Por Luciana Gazzoni, 2008

Após compreensão dos fatores constituintes da formação da cultura dos indivíduos assim como da criação do sistema cultural, é preciso retornar à problemática inicial que é o estudo dos conflitos de indivíduos inseridos numa  cultura diferente da sua e as ações comportamentais resultantes dela.
O conceito de choque cultural foi descrito pela primeira vez em 1954 por Kalervo Oberg (1901-1973), antropólogo e economista reconhecido mundialmente. Nascido no Canadá viajou o mundo e escreveu inúmeros artigos sobre diferenças culturais e suas experiências ao redor do mundo.  Oberg foi professor em universidades dos Estados Unidos especialmente em Missouri e Montana.
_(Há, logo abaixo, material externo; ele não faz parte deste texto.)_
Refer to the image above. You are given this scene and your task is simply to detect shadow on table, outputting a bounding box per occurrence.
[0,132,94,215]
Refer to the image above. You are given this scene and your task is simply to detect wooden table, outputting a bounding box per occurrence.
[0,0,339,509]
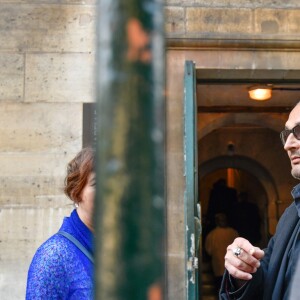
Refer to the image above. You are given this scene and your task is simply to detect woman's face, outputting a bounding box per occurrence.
[77,172,96,230]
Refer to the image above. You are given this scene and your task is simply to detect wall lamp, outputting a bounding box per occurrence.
[248,84,300,101]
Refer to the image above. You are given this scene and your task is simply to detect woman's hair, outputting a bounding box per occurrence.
[64,148,95,203]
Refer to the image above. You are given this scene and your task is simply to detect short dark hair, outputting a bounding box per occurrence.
[64,147,95,203]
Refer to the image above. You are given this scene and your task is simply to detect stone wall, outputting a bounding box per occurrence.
[0,0,96,300]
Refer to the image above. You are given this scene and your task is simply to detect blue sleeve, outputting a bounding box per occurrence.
[26,238,69,300]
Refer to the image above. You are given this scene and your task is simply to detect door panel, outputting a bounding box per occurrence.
[184,61,201,300]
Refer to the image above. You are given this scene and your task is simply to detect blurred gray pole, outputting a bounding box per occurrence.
[95,0,166,300]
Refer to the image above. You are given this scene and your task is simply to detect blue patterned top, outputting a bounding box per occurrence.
[26,210,93,300]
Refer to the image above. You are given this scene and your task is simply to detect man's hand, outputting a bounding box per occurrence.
[225,237,265,280]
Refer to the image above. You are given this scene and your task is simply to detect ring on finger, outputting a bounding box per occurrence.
[232,247,243,257]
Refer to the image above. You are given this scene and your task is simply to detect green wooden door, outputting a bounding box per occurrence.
[184,61,201,300]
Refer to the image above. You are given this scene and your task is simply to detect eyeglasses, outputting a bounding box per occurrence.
[280,124,300,146]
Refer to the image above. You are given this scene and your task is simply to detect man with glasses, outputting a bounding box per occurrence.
[220,102,300,300]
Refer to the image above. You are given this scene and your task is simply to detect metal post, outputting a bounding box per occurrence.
[95,0,166,300]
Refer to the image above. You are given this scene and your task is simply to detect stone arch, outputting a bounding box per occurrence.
[198,113,287,140]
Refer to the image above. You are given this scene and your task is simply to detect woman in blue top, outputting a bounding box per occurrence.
[26,148,95,300]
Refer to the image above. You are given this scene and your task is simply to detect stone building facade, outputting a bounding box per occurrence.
[0,0,300,300]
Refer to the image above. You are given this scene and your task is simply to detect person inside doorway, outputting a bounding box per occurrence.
[26,148,95,300]
[219,102,300,300]
[205,213,239,291]
[231,192,261,246]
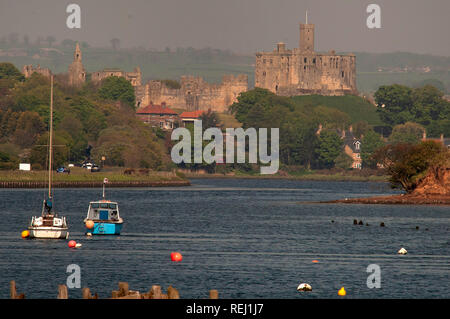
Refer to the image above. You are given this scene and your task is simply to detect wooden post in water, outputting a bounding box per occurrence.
[119,281,130,297]
[209,289,219,299]
[58,285,69,299]
[81,287,98,299]
[167,286,180,299]
[150,285,162,299]
[9,280,25,299]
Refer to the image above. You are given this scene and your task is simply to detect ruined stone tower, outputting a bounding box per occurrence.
[255,17,357,96]
[69,43,86,87]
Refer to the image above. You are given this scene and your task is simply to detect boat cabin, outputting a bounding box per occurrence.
[86,200,120,221]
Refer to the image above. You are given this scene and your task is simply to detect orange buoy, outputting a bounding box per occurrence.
[67,240,77,248]
[86,220,94,229]
[170,252,183,262]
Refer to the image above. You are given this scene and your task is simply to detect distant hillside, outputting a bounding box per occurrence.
[0,43,450,94]
[292,95,383,126]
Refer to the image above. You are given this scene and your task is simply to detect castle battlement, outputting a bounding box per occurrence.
[255,19,357,96]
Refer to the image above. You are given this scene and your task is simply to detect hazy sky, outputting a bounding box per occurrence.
[0,0,450,56]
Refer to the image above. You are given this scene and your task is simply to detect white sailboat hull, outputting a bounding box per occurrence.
[28,227,69,239]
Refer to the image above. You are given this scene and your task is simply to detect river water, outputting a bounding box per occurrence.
[0,179,450,299]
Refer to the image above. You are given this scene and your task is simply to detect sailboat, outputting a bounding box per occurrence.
[84,178,123,235]
[28,75,69,239]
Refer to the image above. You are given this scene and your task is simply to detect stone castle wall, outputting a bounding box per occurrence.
[22,64,52,78]
[140,74,248,112]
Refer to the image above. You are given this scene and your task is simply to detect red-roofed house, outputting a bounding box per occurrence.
[136,102,179,130]
[180,110,205,126]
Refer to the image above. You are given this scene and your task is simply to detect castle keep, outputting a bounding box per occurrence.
[255,21,357,96]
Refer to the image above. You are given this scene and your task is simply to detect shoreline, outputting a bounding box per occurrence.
[0,180,191,188]
[183,173,388,183]
[317,194,450,206]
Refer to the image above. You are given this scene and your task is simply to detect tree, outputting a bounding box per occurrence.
[375,84,413,125]
[315,130,342,168]
[389,122,425,144]
[98,76,136,108]
[199,109,222,130]
[13,111,45,147]
[375,141,449,193]
[361,130,384,168]
[335,152,353,169]
[0,62,25,81]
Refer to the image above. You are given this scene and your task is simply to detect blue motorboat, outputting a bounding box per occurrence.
[84,178,123,235]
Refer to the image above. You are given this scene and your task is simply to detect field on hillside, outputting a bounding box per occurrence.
[0,43,450,94]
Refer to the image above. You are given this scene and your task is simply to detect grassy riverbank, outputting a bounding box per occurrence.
[0,167,189,187]
[183,171,389,182]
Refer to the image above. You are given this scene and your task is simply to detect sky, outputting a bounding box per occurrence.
[0,0,450,56]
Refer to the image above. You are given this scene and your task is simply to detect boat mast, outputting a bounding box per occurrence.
[48,75,53,198]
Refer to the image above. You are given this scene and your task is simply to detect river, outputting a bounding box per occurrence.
[0,179,450,299]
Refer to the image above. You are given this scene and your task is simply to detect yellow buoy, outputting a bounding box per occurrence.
[86,220,94,229]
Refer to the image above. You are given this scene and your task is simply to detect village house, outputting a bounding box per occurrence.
[342,125,362,169]
[136,102,180,131]
[180,110,204,127]
[316,124,362,169]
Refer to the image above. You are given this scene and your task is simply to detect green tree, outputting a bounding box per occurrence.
[375,84,413,125]
[361,130,384,168]
[389,122,425,144]
[375,141,449,193]
[335,152,353,169]
[99,76,136,108]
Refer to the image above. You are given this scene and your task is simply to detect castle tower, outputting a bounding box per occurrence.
[299,12,314,52]
[69,43,86,87]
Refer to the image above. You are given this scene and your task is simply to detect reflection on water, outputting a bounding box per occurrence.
[0,179,450,298]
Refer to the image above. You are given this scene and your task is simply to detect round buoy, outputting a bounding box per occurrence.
[170,252,183,261]
[338,287,347,296]
[297,283,312,291]
[67,240,77,248]
[86,220,94,229]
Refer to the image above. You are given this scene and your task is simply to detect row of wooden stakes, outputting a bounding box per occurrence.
[10,280,219,299]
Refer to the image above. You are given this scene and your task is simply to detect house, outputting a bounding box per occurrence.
[342,125,362,169]
[316,124,362,169]
[136,102,180,131]
[180,110,205,127]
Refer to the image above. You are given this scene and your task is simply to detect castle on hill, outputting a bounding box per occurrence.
[255,18,357,96]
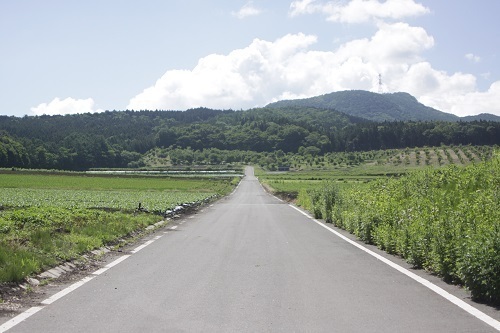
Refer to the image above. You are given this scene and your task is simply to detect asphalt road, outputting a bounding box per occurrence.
[1,169,496,333]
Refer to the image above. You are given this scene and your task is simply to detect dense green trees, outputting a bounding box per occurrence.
[0,107,500,170]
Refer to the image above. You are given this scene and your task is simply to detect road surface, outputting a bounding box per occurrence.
[1,168,496,333]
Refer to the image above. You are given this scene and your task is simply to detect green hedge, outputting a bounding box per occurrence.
[298,152,500,304]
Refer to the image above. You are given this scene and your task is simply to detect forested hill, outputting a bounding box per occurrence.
[0,107,500,170]
[267,90,500,121]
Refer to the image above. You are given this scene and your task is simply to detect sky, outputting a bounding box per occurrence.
[0,0,500,117]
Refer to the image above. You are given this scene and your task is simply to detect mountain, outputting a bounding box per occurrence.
[266,90,500,121]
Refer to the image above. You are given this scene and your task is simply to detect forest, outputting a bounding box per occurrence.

Kalervo Oberg (1954) descreveu o choque cultural como a conseqüência do esforço e da ansiedade resultante do contato com uma nova cultura além do sentimento de perda, confusão e impotência resultante da perda das informações culturais e regras sociais previamente acostumadas. Não importa quão “cabeça aberta” ou o tamanho da boa vontade do indivíduo, quando este é colocado em choque cultural, um turbilhão de frustrações e ansiedades serão reflexos deste processo. O primeiro impulso é a rejeição daquilo que causa desconforto. Essa dificuldade de assimilação dos novos padrões faz com que o indivíduo não saiba discernir que é apropriado e o que não é. É normalmente aliado a uma sensação de descontentamento ou “nojo” moral ou estético.
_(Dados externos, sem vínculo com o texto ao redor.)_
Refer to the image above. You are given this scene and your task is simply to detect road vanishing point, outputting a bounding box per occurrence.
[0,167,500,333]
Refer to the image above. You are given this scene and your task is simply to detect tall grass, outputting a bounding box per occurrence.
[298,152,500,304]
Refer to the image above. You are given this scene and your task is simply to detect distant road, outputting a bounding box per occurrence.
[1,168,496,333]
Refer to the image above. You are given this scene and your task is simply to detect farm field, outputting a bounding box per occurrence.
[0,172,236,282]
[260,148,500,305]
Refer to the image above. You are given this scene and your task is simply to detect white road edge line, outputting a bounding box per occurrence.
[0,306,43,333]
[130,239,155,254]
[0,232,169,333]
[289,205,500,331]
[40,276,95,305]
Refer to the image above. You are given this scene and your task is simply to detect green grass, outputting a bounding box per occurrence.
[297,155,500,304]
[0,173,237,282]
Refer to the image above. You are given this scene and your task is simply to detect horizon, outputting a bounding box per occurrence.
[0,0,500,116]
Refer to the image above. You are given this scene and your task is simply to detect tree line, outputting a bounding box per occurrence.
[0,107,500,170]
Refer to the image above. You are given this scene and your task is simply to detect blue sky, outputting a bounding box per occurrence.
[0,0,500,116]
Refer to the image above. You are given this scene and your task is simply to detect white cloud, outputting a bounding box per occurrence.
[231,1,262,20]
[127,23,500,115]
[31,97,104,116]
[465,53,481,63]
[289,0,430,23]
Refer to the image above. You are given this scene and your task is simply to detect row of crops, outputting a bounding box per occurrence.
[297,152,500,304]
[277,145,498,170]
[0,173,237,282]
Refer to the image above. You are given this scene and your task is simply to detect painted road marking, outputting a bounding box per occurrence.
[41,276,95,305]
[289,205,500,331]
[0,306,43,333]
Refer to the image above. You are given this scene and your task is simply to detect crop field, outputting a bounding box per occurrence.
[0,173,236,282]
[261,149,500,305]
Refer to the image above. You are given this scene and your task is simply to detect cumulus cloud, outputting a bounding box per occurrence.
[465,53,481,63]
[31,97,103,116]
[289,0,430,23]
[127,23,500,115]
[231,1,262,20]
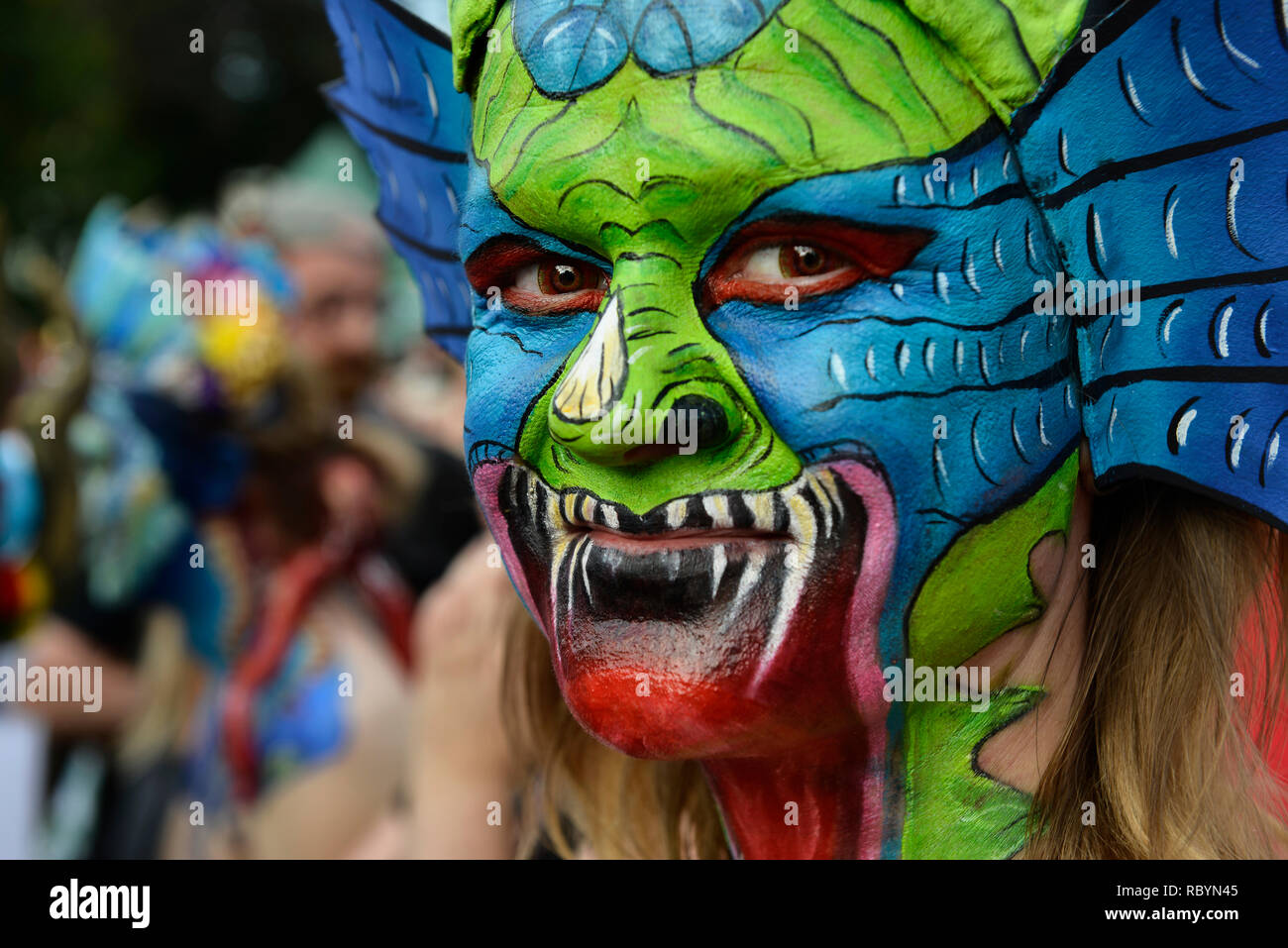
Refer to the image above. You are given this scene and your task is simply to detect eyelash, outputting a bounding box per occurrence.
[467,220,932,316]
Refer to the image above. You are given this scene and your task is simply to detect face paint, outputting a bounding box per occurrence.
[324,0,1288,857]
[463,4,1077,851]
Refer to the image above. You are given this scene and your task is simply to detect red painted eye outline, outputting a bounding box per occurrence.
[702,218,934,312]
[465,239,608,316]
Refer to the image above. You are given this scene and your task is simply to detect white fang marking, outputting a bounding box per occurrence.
[1176,408,1199,448]
[702,493,733,529]
[1216,306,1234,358]
[1163,194,1181,261]
[666,500,690,529]
[828,352,845,390]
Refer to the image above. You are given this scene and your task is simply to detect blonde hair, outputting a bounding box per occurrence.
[503,481,1288,859]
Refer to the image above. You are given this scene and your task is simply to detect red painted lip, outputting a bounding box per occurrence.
[576,526,794,553]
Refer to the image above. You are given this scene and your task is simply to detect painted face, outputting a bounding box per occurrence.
[327,0,1288,857]
[461,1,1079,759]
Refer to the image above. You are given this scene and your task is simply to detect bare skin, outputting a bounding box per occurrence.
[409,535,516,859]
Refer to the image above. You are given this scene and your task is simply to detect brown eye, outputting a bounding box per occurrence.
[778,244,832,279]
[537,263,599,296]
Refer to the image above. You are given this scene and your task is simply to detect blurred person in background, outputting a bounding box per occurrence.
[219,171,482,592]
[7,202,443,857]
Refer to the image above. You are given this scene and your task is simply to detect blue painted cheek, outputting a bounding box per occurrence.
[465,305,595,468]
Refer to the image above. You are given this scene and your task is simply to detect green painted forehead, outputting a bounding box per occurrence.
[454,0,1081,257]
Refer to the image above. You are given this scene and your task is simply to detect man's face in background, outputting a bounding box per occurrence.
[282,242,385,404]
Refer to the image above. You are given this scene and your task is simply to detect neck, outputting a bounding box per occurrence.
[703,481,1090,859]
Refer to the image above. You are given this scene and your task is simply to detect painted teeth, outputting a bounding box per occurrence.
[528,469,846,542]
[702,493,733,529]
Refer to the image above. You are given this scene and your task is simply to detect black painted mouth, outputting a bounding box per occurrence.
[497,464,867,675]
Os estágios clássicos que esta pessoa poderá enfrentar e as estratégias para lidar com essa situação serão descritas abaixo.

Os Estágios do Choque Cultural

O processo do choque cultural pode ser sumarizado em quatro estágios sequenciais e cíclicos. O indivíduo pode passar diversas vezes pelas mesmas fases em épocas distintas de sua experiência intercultural ou pode não passar por algumas destas fases
Fase da lua-de-mel ou turista
Fase da crise ou choque cultural
Fase do ajuste, reorientação e recuperação
Fase da adaptação, resolução e aculturação
A fase da lua-de-mel é um período onde as diferenças entre a cultura original e a nova são vistas de um modo romântico, novo, eufórico e até mesmo idealizado. As diferenças são excitantes e interessantes. É a experiência típica de quem está em férias ou numa breve viagem de negócios. As manifestações de ansiedade e stress tendem a ser interpretados positivamente. Esta fase pode durar alguns dias ou algumas semanas, dependendo das circunstâncias.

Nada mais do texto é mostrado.